In Indian Sex Life (2020), historian Durba Mitra explores how colonial officials marked all women outside monogamous Hindu upper-caste marriages as prostitutes. The British Empire literally employed spies to spy on women’s sexual lives to see if they could find evidence of sexual impropriety. And when they couldn’t find direct evidence of women’s involvement in sex work, they cited their secrecy as proof of sexual transgression. Across the subcontinent, various women contested the policing of their sexuality. Even as colonial intervention sought to erase their sexualities and control their gender, they resisted. But we don’t know these (her)stories because they have been erased from our memories.

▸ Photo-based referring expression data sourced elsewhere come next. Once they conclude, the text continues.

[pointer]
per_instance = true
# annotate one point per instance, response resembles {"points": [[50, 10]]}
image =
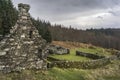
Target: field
{"points": [[109, 72], [80, 47]]}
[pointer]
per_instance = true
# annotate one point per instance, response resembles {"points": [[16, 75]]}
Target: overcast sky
{"points": [[80, 14]]}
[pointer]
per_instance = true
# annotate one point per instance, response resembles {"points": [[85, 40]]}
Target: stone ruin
{"points": [[23, 48]]}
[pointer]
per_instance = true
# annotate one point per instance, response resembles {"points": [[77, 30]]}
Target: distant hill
{"points": [[107, 38]]}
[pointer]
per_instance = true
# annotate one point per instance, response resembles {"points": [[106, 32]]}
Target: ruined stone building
{"points": [[24, 48]]}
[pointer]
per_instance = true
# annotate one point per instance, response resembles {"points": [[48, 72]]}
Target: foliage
{"points": [[107, 38]]}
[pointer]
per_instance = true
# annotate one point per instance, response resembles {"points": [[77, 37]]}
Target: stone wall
{"points": [[24, 48], [89, 55]]}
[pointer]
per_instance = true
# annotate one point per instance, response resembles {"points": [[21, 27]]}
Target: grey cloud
{"points": [[62, 10]]}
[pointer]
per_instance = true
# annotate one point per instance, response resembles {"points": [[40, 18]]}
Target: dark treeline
{"points": [[9, 16], [108, 38]]}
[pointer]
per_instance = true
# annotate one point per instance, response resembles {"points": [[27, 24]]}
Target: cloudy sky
{"points": [[79, 14]]}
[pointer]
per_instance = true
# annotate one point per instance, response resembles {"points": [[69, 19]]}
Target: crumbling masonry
{"points": [[24, 48]]}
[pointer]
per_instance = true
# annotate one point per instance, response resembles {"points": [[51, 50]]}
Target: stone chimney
{"points": [[24, 48]]}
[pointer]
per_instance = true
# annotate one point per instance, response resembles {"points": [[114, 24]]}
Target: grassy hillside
{"points": [[109, 72], [87, 48]]}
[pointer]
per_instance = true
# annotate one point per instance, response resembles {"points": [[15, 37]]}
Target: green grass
{"points": [[110, 72], [71, 57], [95, 50]]}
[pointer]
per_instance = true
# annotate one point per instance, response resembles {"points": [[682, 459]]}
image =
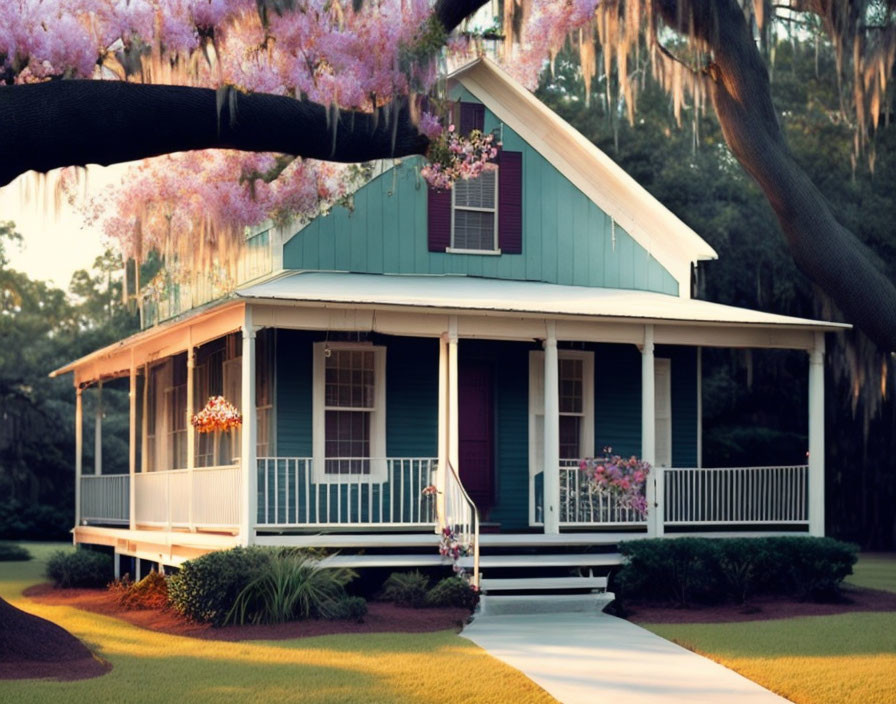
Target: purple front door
{"points": [[476, 433]]}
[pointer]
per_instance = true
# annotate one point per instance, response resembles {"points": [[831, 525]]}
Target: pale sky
{"points": [[56, 244]]}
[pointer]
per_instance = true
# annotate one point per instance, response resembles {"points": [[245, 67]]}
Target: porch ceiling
{"points": [[464, 293]]}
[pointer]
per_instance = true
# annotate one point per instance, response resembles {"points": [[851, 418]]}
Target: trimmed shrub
{"points": [[348, 608], [703, 569], [81, 568], [813, 568], [289, 587], [452, 591], [406, 589], [9, 552], [151, 592], [206, 588], [678, 570]]}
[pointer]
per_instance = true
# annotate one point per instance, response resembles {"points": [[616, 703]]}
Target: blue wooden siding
{"points": [[567, 239], [412, 410]]}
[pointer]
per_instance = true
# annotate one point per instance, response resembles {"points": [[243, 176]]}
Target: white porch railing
{"points": [[462, 517], [171, 499], [741, 495], [105, 498], [289, 496], [580, 506]]}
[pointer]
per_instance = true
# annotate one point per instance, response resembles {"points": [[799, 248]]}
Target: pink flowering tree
{"points": [[339, 81]]}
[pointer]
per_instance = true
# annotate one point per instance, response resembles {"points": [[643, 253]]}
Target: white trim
{"points": [[662, 371], [536, 411], [486, 252], [378, 465], [494, 211]]}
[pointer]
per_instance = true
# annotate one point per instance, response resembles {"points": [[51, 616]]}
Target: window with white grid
{"points": [[349, 414], [474, 213]]}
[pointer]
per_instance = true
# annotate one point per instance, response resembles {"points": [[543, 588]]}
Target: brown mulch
{"points": [[380, 618], [763, 609], [32, 647]]}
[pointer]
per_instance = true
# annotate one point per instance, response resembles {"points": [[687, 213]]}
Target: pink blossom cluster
{"points": [[453, 156], [622, 479], [218, 415]]}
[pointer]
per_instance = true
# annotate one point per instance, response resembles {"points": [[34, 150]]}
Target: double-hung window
{"points": [[349, 439], [474, 214]]}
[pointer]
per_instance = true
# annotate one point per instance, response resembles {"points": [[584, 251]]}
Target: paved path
{"points": [[591, 658]]}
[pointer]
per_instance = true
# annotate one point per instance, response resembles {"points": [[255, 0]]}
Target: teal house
{"points": [[429, 361]]}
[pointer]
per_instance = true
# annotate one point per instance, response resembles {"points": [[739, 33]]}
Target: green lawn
{"points": [[430, 668], [842, 659]]}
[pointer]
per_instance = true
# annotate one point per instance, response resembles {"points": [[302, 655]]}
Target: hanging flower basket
{"points": [[218, 414]]}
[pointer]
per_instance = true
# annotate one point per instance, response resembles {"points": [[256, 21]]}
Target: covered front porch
{"points": [[282, 474]]}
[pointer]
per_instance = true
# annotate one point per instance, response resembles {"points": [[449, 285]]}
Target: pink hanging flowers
{"points": [[218, 414], [620, 479], [453, 157]]}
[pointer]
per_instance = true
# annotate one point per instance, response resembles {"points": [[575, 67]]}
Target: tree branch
{"points": [[829, 254]]}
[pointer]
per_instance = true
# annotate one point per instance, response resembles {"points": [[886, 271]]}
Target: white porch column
{"points": [[191, 432], [79, 450], [98, 431], [441, 472], [132, 452], [648, 432], [453, 451], [248, 463], [551, 431], [816, 436]]}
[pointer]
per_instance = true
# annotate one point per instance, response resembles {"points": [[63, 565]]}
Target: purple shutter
{"points": [[439, 219], [510, 202], [472, 117]]}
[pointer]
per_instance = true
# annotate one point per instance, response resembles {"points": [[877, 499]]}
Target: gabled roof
{"points": [[675, 245]]}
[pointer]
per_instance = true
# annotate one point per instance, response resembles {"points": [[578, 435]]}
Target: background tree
{"points": [[337, 82]]}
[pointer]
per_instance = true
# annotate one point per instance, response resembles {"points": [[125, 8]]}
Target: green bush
{"points": [[348, 608], [205, 589], [813, 568], [81, 568], [406, 589], [452, 591], [289, 587], [680, 570], [9, 552], [702, 569]]}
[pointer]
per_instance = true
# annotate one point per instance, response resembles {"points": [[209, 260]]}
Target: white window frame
{"points": [[378, 465], [536, 412], [454, 207]]}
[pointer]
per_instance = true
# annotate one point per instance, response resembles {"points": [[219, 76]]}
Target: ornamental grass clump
{"points": [[291, 587]]}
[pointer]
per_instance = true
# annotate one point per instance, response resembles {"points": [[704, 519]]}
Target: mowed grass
{"points": [[842, 659], [430, 668]]}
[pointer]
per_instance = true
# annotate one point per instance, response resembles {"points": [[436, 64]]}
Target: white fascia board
{"points": [[649, 222]]}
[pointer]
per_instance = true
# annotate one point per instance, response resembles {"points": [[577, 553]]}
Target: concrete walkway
{"points": [[594, 657]]}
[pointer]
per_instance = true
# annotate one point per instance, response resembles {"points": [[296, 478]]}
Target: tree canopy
{"points": [[337, 82]]}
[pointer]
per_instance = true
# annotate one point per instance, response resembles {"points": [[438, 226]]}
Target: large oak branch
{"points": [[63, 123], [824, 250]]}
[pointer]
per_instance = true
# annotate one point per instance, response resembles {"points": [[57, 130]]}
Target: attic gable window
{"points": [[474, 214]]}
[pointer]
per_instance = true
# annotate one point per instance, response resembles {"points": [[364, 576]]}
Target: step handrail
{"points": [[457, 485]]}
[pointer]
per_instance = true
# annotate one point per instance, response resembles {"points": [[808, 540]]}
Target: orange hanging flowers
{"points": [[218, 414]]}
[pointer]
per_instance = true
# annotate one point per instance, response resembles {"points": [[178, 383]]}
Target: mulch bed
{"points": [[380, 618], [855, 599], [32, 647]]}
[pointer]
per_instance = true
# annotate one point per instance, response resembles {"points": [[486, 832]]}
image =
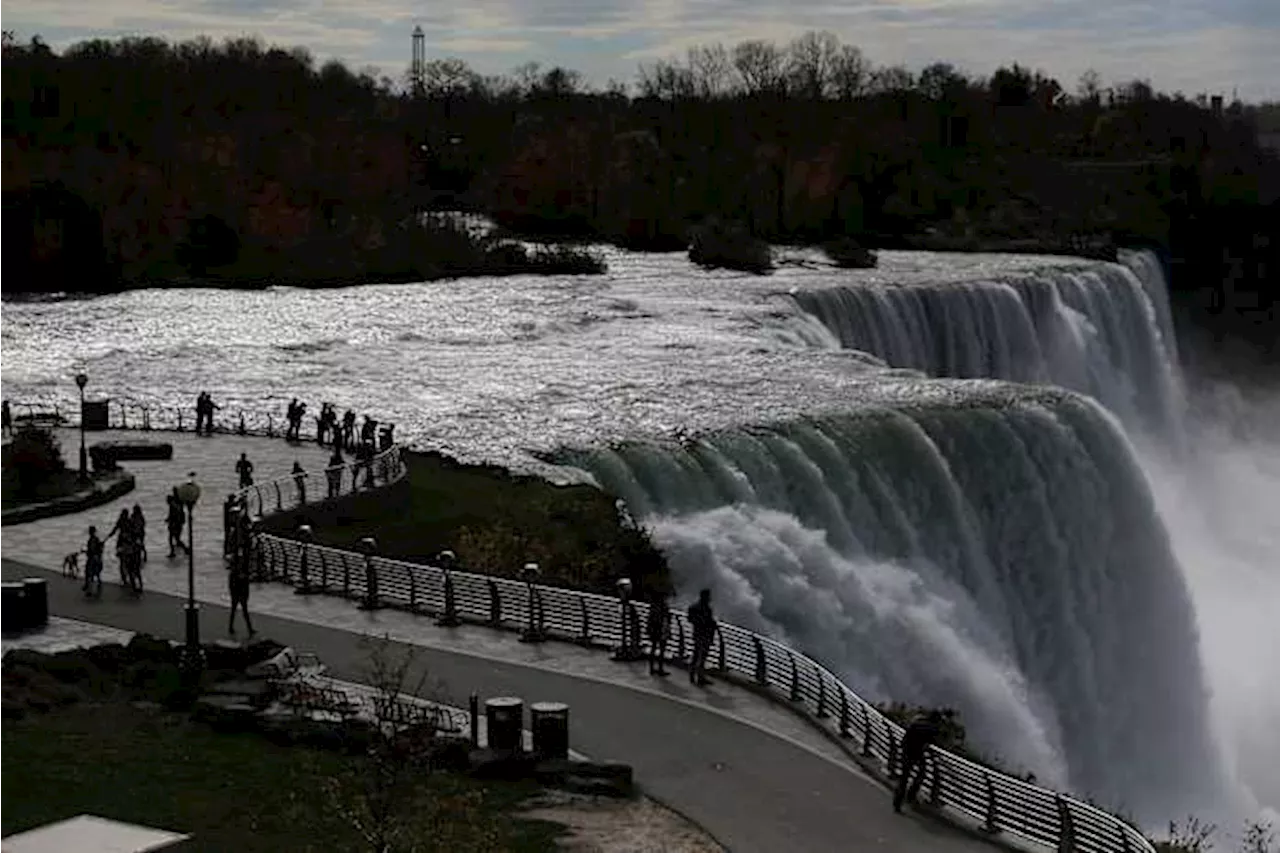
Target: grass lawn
{"points": [[233, 792], [494, 521]]}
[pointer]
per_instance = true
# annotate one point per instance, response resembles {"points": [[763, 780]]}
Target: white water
{"points": [[986, 544]]}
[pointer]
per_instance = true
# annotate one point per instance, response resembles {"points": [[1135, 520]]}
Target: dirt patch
{"points": [[638, 825]]}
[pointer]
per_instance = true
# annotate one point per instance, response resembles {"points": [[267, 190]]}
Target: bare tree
{"points": [[375, 798], [759, 65], [712, 71], [666, 80], [850, 73], [1088, 89], [810, 64]]}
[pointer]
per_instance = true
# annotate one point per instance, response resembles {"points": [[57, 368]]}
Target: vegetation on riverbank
{"points": [[32, 469], [494, 521], [95, 739]]}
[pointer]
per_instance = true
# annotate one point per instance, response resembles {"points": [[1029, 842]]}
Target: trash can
{"points": [[549, 721], [95, 414], [35, 594], [10, 607], [506, 716]]}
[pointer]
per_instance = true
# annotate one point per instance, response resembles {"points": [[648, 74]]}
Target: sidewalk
{"points": [[752, 790], [745, 769]]}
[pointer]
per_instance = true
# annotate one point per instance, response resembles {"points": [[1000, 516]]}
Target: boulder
{"points": [[146, 648]]}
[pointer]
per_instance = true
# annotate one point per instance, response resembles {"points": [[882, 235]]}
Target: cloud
{"points": [[1191, 45]]}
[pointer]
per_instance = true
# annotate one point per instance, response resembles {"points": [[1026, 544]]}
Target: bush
{"points": [[32, 459], [728, 246], [849, 254]]}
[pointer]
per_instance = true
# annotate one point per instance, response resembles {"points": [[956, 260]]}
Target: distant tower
{"points": [[417, 71]]}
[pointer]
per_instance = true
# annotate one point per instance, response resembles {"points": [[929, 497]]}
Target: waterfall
{"points": [[1102, 329], [995, 550]]}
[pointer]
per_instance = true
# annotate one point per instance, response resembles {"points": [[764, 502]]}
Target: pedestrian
{"points": [[176, 520], [334, 471], [922, 734], [245, 469], [237, 583], [123, 533], [658, 629], [140, 532], [300, 479], [348, 429], [703, 621], [92, 562]]}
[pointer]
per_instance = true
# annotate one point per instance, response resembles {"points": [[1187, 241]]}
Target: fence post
{"points": [[369, 546], [990, 825], [494, 605], [585, 637], [936, 780], [1065, 826], [305, 573], [762, 674]]}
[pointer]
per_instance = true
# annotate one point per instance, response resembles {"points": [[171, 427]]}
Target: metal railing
{"points": [[965, 792], [292, 491], [128, 414]]}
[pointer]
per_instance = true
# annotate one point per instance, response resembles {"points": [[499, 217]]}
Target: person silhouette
{"points": [[703, 621], [245, 469], [922, 734]]}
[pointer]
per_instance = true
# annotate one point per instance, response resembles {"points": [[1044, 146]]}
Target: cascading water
{"points": [[983, 544], [1102, 329], [1001, 555]]}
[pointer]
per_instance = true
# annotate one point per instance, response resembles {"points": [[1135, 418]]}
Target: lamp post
{"points": [[533, 632], [188, 493], [625, 651], [81, 381]]}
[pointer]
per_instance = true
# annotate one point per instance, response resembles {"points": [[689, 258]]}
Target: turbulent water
{"points": [[965, 539]]}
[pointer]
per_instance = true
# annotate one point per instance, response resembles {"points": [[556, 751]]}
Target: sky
{"points": [[1214, 46]]}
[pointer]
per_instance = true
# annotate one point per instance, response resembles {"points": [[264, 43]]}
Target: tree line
{"points": [[277, 155]]}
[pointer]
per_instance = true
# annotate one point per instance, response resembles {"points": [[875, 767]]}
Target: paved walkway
{"points": [[750, 772]]}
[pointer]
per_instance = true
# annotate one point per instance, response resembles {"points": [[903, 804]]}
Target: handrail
{"points": [[961, 790], [291, 491], [132, 414]]}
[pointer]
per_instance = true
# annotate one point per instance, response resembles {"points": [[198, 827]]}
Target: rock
{"points": [[225, 712], [109, 657], [146, 648], [252, 692]]}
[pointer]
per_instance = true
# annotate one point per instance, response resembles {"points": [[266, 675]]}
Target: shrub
{"points": [[849, 254], [33, 457], [728, 246]]}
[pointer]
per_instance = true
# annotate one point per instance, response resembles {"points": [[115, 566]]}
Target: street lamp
{"points": [[533, 632], [188, 493], [626, 651], [81, 381]]}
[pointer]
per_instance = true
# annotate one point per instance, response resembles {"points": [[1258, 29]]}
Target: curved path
{"points": [[744, 769]]}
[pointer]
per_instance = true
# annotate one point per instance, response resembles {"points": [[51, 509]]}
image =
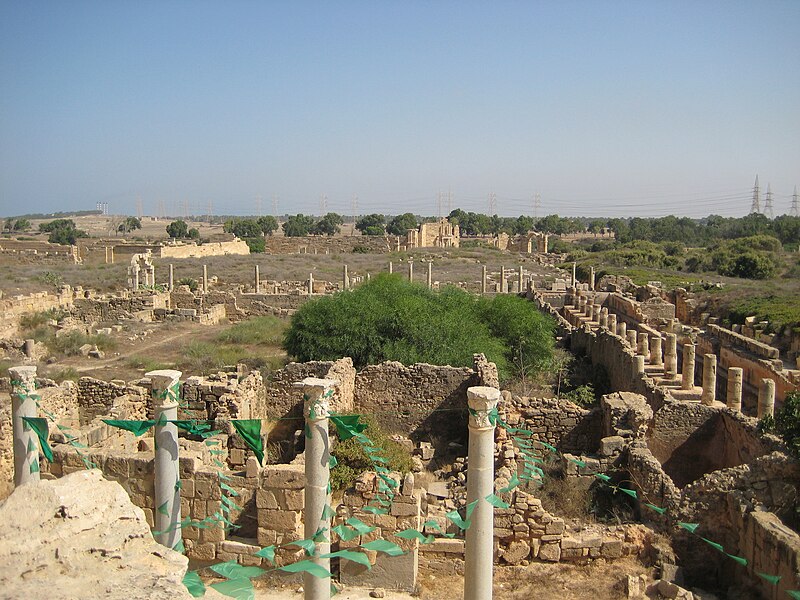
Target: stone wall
{"points": [[328, 245], [12, 308], [738, 508], [97, 398], [419, 400], [559, 423], [233, 247]]}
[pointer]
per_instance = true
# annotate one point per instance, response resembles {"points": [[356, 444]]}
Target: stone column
{"points": [[167, 512], [633, 337], [480, 483], [656, 357], [766, 398], [687, 372], [734, 393], [316, 408], [26, 443], [709, 379], [638, 364], [644, 345], [596, 313]]}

Also erased are queer South Asian pasts. India’s story of (queer) desire is a complicated one. Even as purist religious texts condemned all sexual desire outside heteronormativity, there is plenty of proof (in art, architecture, prose, and poetry) to show that sexual fluidity and subversive desire of all sorts existed, even thrived, all through time. The work of historians Ruth Vanita and Madhavi Menon points to the queerness inherent in ancient and medieval Indian cultures. When the Empire criminalised sexual acts “against the order of nature” with Section 377, keeping true to its purist traditions, it erased all the multiplicity of desire in the subcontinent, as evidenced by historian Anjali Arondekar in her work. The Empire criminalised and penalised those who transgressed.
This meant that people previously accepted as valuable members of society were now pushed to the margins. Hijras, who traditionally held powerful official positions (during the Mughal Era, Hijras were governors, courtiers, and imperial guards), were criminalised en masse. Independent women courtesans in same-sex relationships were marked as sexually transgressive and covertly punished. Victorian ideas of what it meant to be a “dignified” man or woman coursed through the veins of Indian society and old prejudices were mapped onto new ones. Colonial India, in effect, amalgamated old puritanical codes of heteronormativity with Victorian attitudes towards sex.
We are still battling these attitudes today, with almost no memory of the resistance and agency of our forebears. We do not remember that gender and sexuality have always been fluid in our languages and cultures and that dissidence has been quintessential to our existence. Just as the colonial masters intended, we see our pasts as pure pestilence. You see then, there’s the need to decolonise, to reimagine, because our pasts were also (proto)feminist and queer.